We will be using test files from the PICRUSt2 tutorial for this example. You can download these files using the below commands:

mkdir q2-picrust2_test

cd q2-picrust2_test

wget http://kronos.pharmacology.dal.ca/public_files/tutorial_datasets/picrust2_tutorial_files/mammal_biom.qza

wget http://kronos.pharmacology.dal.ca/public_files/tutorial_datasets/picrust2_tutorial_files/mammal_seqs.qza

wget http://kronos.pharmacology.dal.ca/public_files/tutorial_datasets/picrust2_tutorial_files/mammal_metadata.tsv

These files correspond to the ASV count table, ASV sequences, and metadata for the samples. There are 11 samples and 371 ASVs in total. These samples were collected from the mammalian stool of Arctic wolves, coyotes, beavers, and porcupines, as previously described.

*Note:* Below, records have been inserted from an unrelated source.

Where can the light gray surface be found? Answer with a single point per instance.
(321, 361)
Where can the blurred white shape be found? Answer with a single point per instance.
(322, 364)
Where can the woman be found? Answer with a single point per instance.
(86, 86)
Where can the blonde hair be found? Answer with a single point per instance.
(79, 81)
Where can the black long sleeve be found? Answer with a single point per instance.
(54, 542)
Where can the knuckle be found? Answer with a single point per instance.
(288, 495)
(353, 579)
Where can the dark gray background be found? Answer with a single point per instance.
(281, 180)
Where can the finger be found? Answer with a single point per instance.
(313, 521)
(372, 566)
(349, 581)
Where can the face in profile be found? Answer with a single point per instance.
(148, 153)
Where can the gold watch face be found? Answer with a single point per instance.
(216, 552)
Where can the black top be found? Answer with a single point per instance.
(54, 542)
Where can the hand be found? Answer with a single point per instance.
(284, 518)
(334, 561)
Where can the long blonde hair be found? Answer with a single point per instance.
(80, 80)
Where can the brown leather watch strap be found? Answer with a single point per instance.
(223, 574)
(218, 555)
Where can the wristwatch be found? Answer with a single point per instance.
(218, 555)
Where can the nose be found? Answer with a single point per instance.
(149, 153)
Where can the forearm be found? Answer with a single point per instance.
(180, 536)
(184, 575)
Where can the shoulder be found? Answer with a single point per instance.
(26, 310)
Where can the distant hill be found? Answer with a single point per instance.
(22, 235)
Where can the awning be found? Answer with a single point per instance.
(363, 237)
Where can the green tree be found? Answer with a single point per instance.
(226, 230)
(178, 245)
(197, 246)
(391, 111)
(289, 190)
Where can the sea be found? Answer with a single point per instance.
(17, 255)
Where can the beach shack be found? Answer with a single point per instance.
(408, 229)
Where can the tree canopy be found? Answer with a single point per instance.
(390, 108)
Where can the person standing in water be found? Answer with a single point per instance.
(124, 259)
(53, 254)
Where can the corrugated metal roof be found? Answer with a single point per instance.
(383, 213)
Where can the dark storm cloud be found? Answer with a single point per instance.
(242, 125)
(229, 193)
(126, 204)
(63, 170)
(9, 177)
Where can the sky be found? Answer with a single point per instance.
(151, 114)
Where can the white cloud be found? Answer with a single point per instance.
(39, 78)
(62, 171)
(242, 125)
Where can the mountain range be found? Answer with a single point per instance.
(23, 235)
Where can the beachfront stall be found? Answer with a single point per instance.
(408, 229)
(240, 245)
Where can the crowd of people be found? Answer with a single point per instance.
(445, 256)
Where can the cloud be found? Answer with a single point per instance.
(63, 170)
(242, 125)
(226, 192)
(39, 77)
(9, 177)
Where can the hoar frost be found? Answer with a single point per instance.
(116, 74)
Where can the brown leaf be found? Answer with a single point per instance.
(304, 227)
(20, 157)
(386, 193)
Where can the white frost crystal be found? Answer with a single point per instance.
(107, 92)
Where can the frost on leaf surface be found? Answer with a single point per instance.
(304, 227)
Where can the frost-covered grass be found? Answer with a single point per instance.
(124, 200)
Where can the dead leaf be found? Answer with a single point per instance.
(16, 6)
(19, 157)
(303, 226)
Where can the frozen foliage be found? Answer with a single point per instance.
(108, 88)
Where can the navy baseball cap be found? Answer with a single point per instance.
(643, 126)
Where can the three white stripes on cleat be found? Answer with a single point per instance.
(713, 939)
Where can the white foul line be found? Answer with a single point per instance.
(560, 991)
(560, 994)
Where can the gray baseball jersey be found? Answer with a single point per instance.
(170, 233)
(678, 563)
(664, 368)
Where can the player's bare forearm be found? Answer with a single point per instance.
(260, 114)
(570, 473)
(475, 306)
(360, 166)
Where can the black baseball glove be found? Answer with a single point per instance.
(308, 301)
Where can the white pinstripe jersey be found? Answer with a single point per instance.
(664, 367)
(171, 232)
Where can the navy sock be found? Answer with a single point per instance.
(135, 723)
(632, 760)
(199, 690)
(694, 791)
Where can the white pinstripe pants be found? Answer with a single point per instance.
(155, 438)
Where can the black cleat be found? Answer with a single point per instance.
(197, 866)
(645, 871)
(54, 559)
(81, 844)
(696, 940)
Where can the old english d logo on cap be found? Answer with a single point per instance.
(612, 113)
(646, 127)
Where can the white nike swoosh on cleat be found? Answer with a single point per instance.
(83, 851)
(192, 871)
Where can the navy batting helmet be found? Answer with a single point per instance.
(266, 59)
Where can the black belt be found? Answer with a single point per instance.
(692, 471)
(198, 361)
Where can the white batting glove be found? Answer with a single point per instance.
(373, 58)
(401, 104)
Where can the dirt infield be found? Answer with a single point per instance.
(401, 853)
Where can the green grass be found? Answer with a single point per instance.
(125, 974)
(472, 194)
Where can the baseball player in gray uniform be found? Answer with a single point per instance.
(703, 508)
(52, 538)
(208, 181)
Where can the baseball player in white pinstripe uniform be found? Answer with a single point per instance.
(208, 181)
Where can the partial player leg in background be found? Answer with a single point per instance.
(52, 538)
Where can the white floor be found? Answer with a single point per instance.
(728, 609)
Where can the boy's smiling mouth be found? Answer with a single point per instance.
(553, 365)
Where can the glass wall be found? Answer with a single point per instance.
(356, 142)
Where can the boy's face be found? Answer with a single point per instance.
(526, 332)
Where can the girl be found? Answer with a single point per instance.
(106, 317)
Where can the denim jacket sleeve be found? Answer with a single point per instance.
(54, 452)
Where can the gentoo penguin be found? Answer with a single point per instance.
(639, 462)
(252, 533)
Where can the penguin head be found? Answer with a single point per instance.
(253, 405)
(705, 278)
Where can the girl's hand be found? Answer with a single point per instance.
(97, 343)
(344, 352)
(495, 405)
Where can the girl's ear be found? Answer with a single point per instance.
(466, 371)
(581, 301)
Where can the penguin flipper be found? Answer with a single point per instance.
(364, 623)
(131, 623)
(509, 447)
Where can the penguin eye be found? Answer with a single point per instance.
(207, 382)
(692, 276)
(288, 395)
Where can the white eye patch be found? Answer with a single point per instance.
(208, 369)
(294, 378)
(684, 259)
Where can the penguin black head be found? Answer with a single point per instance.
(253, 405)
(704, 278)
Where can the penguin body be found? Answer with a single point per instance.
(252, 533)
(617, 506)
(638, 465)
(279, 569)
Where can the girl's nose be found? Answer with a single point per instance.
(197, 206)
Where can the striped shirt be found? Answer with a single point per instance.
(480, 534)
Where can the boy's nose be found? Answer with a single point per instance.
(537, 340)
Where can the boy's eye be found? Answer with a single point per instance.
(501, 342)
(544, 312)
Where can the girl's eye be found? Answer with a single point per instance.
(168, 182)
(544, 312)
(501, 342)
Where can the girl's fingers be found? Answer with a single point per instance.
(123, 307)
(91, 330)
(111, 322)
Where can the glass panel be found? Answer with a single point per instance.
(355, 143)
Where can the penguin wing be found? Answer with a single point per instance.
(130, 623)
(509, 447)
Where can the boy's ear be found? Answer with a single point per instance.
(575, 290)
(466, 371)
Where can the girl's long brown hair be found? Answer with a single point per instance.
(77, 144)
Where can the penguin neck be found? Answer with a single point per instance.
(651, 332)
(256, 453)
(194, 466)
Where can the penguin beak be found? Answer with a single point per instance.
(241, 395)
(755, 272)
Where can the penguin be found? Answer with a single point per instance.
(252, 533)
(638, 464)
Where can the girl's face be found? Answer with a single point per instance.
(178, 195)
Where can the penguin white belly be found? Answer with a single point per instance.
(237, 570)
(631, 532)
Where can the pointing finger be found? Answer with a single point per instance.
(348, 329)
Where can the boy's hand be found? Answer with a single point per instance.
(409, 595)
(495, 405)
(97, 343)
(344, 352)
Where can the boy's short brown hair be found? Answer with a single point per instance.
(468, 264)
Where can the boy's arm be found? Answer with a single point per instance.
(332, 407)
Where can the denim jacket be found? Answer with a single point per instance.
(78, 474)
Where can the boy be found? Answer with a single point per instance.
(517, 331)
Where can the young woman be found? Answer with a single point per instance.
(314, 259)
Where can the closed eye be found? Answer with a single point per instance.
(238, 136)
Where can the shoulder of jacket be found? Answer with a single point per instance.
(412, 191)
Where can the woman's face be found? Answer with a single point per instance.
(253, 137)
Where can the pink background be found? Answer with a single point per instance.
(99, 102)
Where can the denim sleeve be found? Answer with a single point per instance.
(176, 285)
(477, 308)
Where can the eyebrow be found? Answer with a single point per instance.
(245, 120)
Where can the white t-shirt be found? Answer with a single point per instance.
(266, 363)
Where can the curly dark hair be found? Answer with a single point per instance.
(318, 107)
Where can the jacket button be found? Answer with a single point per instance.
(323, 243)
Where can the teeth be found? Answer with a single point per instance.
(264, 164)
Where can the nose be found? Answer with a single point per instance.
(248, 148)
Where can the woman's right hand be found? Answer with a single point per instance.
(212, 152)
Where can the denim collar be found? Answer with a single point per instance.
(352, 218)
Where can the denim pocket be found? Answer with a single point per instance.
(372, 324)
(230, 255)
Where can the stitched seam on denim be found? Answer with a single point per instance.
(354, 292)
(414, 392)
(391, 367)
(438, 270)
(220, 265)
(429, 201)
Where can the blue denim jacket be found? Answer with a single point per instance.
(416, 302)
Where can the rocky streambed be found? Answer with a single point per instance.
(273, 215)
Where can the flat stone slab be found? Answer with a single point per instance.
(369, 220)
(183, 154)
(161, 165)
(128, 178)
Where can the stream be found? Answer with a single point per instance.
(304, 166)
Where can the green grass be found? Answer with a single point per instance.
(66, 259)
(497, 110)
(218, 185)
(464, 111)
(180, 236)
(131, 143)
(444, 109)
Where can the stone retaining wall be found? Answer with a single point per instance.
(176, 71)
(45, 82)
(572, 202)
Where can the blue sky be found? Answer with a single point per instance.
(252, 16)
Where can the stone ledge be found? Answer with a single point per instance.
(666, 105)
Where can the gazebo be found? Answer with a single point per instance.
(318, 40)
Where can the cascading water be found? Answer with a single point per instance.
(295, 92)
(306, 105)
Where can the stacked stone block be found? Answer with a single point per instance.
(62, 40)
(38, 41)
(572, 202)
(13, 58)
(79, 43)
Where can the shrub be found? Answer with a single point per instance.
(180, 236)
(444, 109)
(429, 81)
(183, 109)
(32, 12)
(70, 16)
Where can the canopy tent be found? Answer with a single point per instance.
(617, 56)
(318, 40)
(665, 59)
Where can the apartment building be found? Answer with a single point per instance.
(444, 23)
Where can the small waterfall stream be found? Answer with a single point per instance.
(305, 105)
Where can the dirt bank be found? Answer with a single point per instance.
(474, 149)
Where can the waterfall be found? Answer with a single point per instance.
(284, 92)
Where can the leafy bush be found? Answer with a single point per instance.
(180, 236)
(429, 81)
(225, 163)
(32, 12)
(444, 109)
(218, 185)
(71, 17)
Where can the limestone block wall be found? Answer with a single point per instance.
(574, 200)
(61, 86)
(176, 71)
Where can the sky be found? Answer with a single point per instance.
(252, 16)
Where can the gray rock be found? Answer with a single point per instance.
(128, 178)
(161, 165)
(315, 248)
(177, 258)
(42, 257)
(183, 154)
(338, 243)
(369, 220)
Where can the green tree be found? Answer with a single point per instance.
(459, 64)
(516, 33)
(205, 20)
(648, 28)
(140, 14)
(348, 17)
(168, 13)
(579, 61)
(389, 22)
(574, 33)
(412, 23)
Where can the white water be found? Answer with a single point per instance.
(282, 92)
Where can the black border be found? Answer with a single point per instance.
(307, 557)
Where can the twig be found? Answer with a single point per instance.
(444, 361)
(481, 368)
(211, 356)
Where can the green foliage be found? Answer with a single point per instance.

To place the ASVs we will first run q2-fragment-insertion against the PICRUSt2 reference multiple-sequence alignment and phylogeny. Note that using this sequence placement approach differs from the default PICRUSt2 pipeline, but is easier to integrate with the QIIME2 framework. Note that you need to place your ASVs into the PICRUSt2 reference files - if you place your ASVs into the default SEPP reference files you will get downstream errors. The two reference files used here are the same ones you would use with your own data. Download the reference files and place the study sequences into the tree:

wget http://kronos.pharmacology.dal.ca/public_files/tutorial_datasets/picrust2_tutorial_files/reference.fna.qza

wget http://kronos.pharmacology.dal.ca/public_files/tutorial_datasets/picrust2_tutorial_files/reference.tre.qza

qiime fragment-insertion sepp --i-representative-sequences mammal_seqs.qza \
                              --p-threads 1 --i-reference-alignment reference.fna.qza \
                              --i-reference-phylogeny reference.tre.qza \
                              --output-dir tutorial_placed_out

Now that we have our placed ASVs we can run qiime picrust2 custom-tree-pipeline. There are many options available for the standalone PICRUSt2 version, but currently only selecting the number of threads (--p-threads), hidden-state prediction (HSP) method (--p-hsp-method), and maximum NSTI value (--p-max-nsti) are specified.

The --p-max-nsti option specifies how distantly placed a sequence needs to be in the reference phylogeny before it is excluded. The default cut-off is 2. In human datasets used for testing PICRUSt2 the only ASVs above this default cut-off were 18S sequences erroneously in 16S datasets, which suggests this cut-off is highly lenient. For environmental datasets a higher proportion of ASVs may be thrown out based on this default cut-off (Douglas et al. In Prep).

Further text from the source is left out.